I'll use a big machine for grid search or other embarrassingly parallelizable stuff, but I can confirm that Spark is usually a bad tool for actual ML unless you use one of their out-of-the-box algos. Even then, tuning the cluster on EMR with YARN is a pain, especially for pyspark. There's a gap, I think, between the inflated expectations of "I'm going to get general AI in 5 years and CHANGE THE WORLD" and "this K-means clustering will be a good way to explore our reviews", but somewhere in the middle there is actual value. (I also hate that "AI" is becoming the new hype-train; I don't consider anything of what I do to be "AI", but you have people calling CNNs or even non-deep-learning models "AI"). This is only going to result in inflated expectations- DS practitioners have to communicate the value without hype, and also find a way to weed out charlatans. |
|
I think much of the negativity towards DS from the programming community is because the Data Scientist is what the programmer used to be ~15 years ago. It's that nerdy thing for a select group of very smart people, whereas being a software developer/engineer/architect/whatever has become just another common job (at least outside of Silicon Valley).
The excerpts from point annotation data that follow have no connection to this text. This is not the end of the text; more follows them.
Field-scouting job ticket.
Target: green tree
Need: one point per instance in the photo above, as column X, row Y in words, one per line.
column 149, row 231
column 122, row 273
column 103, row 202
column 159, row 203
Also, from my experience as the lone developer taking the first steps to implement machine learning techniques in my company - lots of developers also think DS/ML is a cool thing with value, but they simply, absolutely don't understand it (and don't want to put in the effort to learn). These techniques are not hard and not magic, but they require a completely different way to think about problems than "traditional" programming does. I've seen developers up and down the hierarchical ladder struggle with wrapping their heads around these concepts, and it's way easier to dismiss it all as "hype" instead of accepting the fact that these techniques will be a huge part of what software development will look like in the future.